Boyd set the wave lengths and called.

When they had Washington as though they were Russians, Angel took the aircraft code from his kit and began to give them news that Russia wouldn't know in time.

"We have met Slavinsky," he coded. "I am in possession of this objective and require reinforcements immediately. The enemy is dead except for stragglers outside who will die. Tell the highest in command to send force quickly. We are victorious!"


Whittaker put an affectionate hand on Angel's shoulder and shook it gently. Angel felt terrible.

"Lieutenant," said the surgeon, "you'd better come around. It's nearly time."

The watch on his wrist gleamed as hugely as a steeple clock and said, "Zero three fifty-one" in an unnecessarily loud voice.

He was dressed somehow and they shoved him into the corridor, which was at least half the distance to Mars. A potted palm fell down and became a general.

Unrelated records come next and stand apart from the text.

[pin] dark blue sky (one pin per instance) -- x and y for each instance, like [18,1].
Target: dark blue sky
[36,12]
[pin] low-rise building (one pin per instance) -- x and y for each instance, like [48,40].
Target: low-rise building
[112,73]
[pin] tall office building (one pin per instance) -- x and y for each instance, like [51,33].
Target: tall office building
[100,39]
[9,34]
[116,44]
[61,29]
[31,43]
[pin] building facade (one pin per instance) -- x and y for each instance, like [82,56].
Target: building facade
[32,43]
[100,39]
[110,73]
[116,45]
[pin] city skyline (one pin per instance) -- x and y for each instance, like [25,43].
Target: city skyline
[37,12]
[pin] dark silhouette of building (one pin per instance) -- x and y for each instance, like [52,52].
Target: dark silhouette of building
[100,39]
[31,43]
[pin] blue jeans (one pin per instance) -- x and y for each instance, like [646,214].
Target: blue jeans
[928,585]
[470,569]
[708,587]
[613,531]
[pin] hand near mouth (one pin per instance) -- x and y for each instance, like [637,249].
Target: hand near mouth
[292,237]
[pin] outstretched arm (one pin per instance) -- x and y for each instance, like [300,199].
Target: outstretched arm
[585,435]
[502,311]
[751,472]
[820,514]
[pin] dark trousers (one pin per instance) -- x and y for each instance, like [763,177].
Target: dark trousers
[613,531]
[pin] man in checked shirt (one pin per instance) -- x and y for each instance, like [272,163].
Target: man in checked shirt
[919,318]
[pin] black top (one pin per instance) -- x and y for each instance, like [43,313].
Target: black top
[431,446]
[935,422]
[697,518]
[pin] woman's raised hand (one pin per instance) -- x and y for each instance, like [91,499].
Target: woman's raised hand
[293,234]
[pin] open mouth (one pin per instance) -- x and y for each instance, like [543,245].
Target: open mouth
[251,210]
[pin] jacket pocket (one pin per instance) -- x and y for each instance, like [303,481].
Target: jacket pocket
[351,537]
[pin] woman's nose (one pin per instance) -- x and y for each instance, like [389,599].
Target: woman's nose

"Fine morning, fine morning, lieutenant. You look fit. Fit, sir. No clouds and a splendid full Moon."

The aide was brilliant. Angel knew him well. The aide had been an Upperclassman when Angel was at the Point.

"Beg pardon, sir," said the aide sidewise to the general. "But we've just time to brief him as we ride down. Here, this way, lieutenant."

When they were in the car the aide said, "You have been thoroughly briefed before. But there must be a quick resumé unless you think you are thoroughly cognizant of your duties."

Angel would have answered but all that came out was a groan.

"You will phone all data back to us. Our tests show that the wave can travel much farther than that. Anything you may think important, beyond maps and perhaps geology, you are permitted to note and report.

"Under no circumstances are you to attempt to change any control settings in your ship. All instructions are in this packet."

Angel shoved the brown packet into his pocket with a twinge of pain. What a hangover. And what a dreadfully confused night he had had!

Colonel Anthony got him out of the car, through the crowd and up the ladder.

Whittaker was standing there, indolently chewing tobacco. Metal glinted behind them in the interior. Commander Dawson of the Navy prowled around the ship and then went to take his post.

"You've got a week to sober up, my boy," said Anthony.

"I'll be fine," said Angel, managing a smile.

Angel stepped from the ladder to the platform.

"Board!" shouted Dawson.

Floodlights and cameras and upraised faces. There was a hushed, awed stillness.

Boyd had a big pair of glasses fixed upon the full Moon. He was adjusting them to get the proper focus. Suddenly Angel grabbed the glasses away and stabbed them at the brilliant orb.

With a little sigh of relief he gave the glasses back and with a wave of his hand to the crowd, entered the ship.

The door closed. The spectators were waved hurriedly back.

There was a crash of jets, a flash of metal.

The space-ship was gone.

In spite of nightmares and hangovers, Man had begun his first flight into outer space.